Outgoing Alaska governor Sarah Palin, who in less than a month will relinquish all of her energy-policy credentials when she steps down, has an opinion piece in the Washington Post today. It's probably less weak than her critics would like, as it focuses simply on rehashing well-worn complaints on Obama's cap-and-trade energy plan, without bothering to offer alternative solutions to the country's growing environmental impact. But she's on solid populist ground when she rails against the increased cost of energy that will slam lower-income families, so expect to hear that message again and again. This, regardless, is our favorite part of the essay:
Our nation's debt is unsustainable, and the federal government's reach into the private sector is unprecedented. Unfortunately, many in the national media would rather focus on the personality-driven political gossip of the day than on the gravity of these challenges. So, at risk of disappointing the chattering class, let me make clear what is foremost on my mind and where my focus will be: I am deeply concerned about President Obama's cap-and-trade energy plan, and I believe it is an enormous threat to our economy. It would undermine our recovery over the short term and would inflict permanent damage.

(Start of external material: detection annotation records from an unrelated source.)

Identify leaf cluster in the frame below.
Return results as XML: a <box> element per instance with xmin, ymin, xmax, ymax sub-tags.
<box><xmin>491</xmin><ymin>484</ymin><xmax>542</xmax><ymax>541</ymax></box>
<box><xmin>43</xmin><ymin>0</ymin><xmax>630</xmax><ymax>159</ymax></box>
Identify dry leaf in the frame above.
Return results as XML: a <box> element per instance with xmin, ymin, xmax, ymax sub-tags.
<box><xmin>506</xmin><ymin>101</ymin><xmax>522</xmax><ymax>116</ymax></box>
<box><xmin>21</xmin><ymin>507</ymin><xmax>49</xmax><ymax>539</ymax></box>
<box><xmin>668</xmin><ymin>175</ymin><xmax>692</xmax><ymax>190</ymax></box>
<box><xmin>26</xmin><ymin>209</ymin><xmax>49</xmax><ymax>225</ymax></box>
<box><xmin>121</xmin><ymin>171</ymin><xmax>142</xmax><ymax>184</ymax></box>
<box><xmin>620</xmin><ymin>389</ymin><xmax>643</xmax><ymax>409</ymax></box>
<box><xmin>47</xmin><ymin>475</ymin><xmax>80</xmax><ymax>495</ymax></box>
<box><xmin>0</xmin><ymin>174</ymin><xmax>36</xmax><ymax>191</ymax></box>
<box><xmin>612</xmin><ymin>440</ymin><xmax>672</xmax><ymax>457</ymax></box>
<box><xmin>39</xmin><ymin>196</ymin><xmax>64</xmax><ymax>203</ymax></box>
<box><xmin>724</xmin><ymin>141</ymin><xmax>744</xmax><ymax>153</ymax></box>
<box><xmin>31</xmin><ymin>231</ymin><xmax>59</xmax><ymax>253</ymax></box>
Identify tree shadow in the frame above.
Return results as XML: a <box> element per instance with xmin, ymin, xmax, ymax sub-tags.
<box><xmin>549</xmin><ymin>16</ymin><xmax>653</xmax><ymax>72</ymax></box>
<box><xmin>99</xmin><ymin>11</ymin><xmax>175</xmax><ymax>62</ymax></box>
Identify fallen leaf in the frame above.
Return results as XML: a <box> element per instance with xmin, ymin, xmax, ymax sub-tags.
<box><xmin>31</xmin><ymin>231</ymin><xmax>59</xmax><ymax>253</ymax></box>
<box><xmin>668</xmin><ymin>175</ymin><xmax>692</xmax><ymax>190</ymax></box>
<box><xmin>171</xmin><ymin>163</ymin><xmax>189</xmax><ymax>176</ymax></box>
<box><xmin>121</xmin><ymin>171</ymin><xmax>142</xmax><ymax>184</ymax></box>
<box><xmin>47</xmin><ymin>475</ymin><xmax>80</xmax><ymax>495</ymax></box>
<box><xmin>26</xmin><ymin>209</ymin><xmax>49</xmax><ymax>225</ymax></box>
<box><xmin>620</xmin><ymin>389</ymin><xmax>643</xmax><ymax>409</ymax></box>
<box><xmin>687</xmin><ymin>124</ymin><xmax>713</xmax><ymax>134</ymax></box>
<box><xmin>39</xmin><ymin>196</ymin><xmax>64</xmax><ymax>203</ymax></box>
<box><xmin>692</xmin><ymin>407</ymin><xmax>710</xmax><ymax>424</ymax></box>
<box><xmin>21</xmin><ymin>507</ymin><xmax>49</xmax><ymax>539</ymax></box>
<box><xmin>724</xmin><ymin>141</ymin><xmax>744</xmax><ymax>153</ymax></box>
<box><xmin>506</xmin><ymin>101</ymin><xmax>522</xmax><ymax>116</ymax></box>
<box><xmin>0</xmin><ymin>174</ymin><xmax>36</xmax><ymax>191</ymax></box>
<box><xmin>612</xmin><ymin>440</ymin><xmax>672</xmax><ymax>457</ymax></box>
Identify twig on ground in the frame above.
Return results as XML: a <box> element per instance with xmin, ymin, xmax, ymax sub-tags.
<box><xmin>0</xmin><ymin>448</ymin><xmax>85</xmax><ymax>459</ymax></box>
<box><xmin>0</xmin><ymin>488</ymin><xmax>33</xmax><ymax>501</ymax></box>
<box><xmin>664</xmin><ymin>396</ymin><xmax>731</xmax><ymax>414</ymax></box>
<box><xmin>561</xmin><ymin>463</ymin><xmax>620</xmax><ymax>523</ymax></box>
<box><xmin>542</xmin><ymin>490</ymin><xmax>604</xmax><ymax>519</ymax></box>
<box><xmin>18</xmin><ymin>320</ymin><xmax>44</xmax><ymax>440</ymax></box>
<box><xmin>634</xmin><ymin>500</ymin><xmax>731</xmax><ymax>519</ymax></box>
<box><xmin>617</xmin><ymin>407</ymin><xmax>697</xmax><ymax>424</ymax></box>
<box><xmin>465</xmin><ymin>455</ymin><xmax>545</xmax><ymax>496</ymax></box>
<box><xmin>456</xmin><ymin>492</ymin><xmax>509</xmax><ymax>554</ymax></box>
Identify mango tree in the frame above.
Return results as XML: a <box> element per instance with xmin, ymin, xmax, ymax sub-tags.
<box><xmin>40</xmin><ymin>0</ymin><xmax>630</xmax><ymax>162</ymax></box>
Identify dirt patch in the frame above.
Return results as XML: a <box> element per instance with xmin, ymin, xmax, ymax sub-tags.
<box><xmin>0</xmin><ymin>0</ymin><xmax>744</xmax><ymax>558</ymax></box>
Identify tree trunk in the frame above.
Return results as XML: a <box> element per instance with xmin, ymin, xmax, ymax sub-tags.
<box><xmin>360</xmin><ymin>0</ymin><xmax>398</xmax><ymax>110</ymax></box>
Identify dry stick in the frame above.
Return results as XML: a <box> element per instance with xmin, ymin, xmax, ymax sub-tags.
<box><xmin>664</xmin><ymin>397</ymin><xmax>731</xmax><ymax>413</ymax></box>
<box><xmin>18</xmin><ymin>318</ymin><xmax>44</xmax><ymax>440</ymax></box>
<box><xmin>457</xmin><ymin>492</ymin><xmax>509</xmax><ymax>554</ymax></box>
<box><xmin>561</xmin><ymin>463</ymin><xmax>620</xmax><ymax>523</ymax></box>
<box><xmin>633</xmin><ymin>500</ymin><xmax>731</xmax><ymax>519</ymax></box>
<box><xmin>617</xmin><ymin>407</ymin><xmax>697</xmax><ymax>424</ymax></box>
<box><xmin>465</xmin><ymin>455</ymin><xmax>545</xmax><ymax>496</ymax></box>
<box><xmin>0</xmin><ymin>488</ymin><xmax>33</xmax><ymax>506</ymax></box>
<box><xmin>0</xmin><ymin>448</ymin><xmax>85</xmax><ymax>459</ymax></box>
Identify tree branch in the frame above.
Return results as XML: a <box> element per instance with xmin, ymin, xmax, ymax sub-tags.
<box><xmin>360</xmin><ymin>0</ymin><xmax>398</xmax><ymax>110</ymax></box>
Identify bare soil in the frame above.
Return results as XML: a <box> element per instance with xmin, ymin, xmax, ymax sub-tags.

A clarification: The national media would not rather focus on the personality-driven gossip of the day than pressing economic issues (that does not include us, because we eat that junk up). The hubris of that statement is actually astounding, as she's obviously talking about herself and claiming that she gets more coverage than, say, unemployment rates or the fall of Detroit. But beyond that, it's actually the opposite that's true: By all accounts, including your own, Mrs. Palin, you couldn't get over the petty backstabbing in your state — which led you to quit, which of course the media had to write about since you were a celebrity politician. Your constant, incoherent-yet-desperate public appearances since then have supplied more things to write about. Had you been as straightforward about your resignation as you were in this editorial (asides aside), you wouldn't have stayed in the headlines for weeks. But then, of course, you wouldn't have had enough attention on you to somehow sneak an op-ed into the Washington Post.